Even more so when that same white wall they climb serves as a screen in the Mercat de les Flors to show on video the same performers in the open air, breaking the laws of physics through mountains of the planet, while their voice-over explains what moves them to indulge in that practice; their fears and certainties...

"I saw among the clouds the face of my grandmother who had recently died," explains Paulin about one of his highlights on the tightrope, crossing a huge valley in China. "It is something unusual that has not been repeated, it was just that one time, in China." The Mercat audience - which has reached capacity for the three performances, including this Saturday afternoon - faces a spectacle somewhere between documentary and circus dance.
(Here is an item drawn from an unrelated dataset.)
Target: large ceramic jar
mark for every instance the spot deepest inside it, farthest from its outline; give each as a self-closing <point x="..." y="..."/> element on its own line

Because Corps estrêmes stars a dozen climbing professionals, tightrope walkers and lovers of letting themselves fall into the void that make up, with their dizzying movements, an organic, tender visual landscape, without artifice.

A fan of hip-hop, Ouramdane (Nimes, 1971) joined the National Center for Contemporary Dance in Angers in the nineties as a performer and choreographer. His creations usually come from intimate experiences. On other occasions he has addressed the figures of refugees, victims of natural disasters or torture... But on this occasion the now director of the Compagnie de Chaillot (project on diversity and hospitality) speaks of that longing of flying that invades the human being, that desire to surrender to the world from the void left by two mountains, or from the one left by a vertical wall in a mountain range, with projections that are not always reliable...

"The extreme bodies of Corps extrêmes are an exercise in intelligence. A human choice. An alliance of radically extreme individuals in the service of an even more extreme idea of ​​what they can build together," writes critic Joaquim Nogero. Corps extrêmes constitutes one of the high ligths of the Dansa Metropolitana festival in which up to 12 municipalities in the Barcelona area participate during this month of March.